5.Griffierecht en proceskosten

Het Hof ziet geen aanleiding voor vergoeding van het griffierecht of een veroordeling in de proceskosten.

6.Beslissing

Het Hof bevestigt de uitspraak van de Rechtbank.
Deze uitspraak is gedaan door mr. R.F.C. Spek, voorzitter, mr. P. van der Wal en mr. G.B.A. Brummer, in tegenwoordigheid van mr.

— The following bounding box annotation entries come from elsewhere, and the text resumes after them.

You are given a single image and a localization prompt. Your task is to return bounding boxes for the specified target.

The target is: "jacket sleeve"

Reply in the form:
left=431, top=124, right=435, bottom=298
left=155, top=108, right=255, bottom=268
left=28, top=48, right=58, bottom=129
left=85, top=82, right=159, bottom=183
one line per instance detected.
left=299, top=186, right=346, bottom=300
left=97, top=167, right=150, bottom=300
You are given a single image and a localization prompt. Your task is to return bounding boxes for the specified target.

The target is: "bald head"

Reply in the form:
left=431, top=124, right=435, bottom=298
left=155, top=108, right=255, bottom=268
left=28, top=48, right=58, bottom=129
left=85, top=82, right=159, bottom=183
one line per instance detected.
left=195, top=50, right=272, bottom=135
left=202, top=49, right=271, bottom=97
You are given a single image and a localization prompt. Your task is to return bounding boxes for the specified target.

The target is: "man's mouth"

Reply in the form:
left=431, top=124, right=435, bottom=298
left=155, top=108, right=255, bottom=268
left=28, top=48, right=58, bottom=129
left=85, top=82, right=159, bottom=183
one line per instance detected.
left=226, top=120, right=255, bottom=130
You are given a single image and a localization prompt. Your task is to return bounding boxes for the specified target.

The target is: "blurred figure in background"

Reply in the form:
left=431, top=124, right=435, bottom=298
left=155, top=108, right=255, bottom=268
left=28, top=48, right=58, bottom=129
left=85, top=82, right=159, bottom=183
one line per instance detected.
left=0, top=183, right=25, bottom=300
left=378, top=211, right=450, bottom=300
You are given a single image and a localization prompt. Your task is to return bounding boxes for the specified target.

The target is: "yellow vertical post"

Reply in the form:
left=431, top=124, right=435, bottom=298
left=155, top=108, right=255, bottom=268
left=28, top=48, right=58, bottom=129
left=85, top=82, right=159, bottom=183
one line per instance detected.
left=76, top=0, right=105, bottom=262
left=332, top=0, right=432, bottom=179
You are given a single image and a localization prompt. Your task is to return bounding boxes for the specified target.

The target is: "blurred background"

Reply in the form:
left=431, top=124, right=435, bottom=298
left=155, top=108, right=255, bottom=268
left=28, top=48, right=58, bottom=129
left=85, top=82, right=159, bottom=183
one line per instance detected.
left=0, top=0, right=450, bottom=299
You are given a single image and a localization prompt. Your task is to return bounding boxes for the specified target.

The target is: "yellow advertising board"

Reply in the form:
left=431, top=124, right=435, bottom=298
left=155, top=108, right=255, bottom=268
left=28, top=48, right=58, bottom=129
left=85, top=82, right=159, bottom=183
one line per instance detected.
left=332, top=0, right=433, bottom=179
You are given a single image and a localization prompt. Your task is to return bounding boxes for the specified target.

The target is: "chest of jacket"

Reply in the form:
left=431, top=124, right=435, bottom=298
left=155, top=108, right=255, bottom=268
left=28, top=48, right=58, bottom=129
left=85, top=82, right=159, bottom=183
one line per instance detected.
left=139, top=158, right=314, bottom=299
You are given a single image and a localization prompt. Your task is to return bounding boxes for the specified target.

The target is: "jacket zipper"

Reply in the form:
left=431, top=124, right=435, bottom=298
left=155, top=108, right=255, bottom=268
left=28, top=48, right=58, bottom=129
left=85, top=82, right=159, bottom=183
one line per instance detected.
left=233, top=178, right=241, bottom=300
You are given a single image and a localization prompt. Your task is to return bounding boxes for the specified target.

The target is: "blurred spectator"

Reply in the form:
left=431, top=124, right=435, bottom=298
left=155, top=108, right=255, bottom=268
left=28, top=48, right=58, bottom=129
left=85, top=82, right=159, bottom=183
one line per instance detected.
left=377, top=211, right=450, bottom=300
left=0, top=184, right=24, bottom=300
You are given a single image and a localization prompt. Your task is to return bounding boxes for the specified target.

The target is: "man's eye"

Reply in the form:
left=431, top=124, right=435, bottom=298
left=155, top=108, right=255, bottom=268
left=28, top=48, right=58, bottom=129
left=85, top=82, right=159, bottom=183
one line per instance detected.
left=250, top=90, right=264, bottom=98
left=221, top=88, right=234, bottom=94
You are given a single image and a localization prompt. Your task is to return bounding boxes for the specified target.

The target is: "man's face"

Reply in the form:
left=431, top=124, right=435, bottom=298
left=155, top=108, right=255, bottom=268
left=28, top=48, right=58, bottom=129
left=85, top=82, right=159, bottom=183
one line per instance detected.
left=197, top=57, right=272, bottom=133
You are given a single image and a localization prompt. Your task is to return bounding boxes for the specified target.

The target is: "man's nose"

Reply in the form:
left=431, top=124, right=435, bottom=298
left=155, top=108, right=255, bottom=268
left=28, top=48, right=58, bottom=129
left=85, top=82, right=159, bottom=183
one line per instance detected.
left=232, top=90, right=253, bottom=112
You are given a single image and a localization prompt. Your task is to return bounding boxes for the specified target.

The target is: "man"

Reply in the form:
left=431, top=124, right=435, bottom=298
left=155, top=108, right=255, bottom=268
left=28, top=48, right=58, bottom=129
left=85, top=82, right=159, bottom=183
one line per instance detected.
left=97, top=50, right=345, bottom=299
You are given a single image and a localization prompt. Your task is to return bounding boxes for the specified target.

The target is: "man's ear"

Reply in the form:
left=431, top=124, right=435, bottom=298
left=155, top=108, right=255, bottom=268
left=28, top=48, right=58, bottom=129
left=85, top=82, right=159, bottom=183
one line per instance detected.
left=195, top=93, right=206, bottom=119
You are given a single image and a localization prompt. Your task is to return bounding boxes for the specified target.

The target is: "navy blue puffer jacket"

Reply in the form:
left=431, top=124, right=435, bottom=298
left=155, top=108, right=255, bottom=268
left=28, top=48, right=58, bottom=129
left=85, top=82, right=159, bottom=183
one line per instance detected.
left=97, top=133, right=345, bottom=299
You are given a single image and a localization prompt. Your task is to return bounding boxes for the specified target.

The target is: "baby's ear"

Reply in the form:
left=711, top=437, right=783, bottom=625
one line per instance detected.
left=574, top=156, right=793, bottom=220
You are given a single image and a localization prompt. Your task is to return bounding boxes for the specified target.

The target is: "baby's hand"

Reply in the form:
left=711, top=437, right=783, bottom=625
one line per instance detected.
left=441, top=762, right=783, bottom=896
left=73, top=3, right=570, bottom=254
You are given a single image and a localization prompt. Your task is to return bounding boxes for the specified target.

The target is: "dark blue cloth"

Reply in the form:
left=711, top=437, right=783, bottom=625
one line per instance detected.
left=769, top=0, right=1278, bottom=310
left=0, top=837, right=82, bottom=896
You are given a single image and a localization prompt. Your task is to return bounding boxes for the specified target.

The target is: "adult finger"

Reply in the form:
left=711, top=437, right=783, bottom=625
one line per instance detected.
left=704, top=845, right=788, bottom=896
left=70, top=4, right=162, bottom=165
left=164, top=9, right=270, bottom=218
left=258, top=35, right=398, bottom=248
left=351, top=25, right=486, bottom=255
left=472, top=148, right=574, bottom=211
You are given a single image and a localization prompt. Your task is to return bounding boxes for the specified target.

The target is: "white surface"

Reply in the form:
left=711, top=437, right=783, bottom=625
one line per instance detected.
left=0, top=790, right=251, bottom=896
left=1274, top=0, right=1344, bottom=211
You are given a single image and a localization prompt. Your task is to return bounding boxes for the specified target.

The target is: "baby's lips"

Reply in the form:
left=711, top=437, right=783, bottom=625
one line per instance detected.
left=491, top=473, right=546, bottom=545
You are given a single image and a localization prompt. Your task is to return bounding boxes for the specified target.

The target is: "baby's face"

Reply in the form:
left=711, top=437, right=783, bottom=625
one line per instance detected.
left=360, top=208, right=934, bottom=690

H. de Jong als griffier.
De beslissing is op 15 oktober 2019 in het openbaar uitgesproken.
De griffier, De voorzitter,
(H. de Jong) (R.F.C. Spek)
Afschriften zijn aangetekend per post verzonden op 16 oktober 2019
Tegen deze uitspraak kunnen beide partijen binnen zes weken na de verzenddatum beroep in cassatie instellen bij
de Hoge Raad der Nederlanden (belastingkamer),
Postbus 20303,
2500 EH DEN HAAG.
Daarbij moet het volgende in acht worden genomen:
1. bij het beroepschrift wordt een afschrift van deze uitspraak overgelegd;
2 - het beroepschrift moet ondertekend zijn en ten minste het volgende vermelden:
a. de naam en het adres van de indiener;
b. de dagtekening;
c. een omschrijving van de uitspraak waartegen het beroep in cassatie is gericht;
d. de gronden van het beroep in cassatie.
Voor het instellen van beroep in cassatie is griffierecht verschuldigd. Na het instellen van beroep in cassatie ontvangt de indiener een nota griffierecht van de griffier van de Hoge Raad. In het cassatieberoepschrift kan de Hoge Raad verzocht worden om de wederpartij te veroordelen in de proceskosten.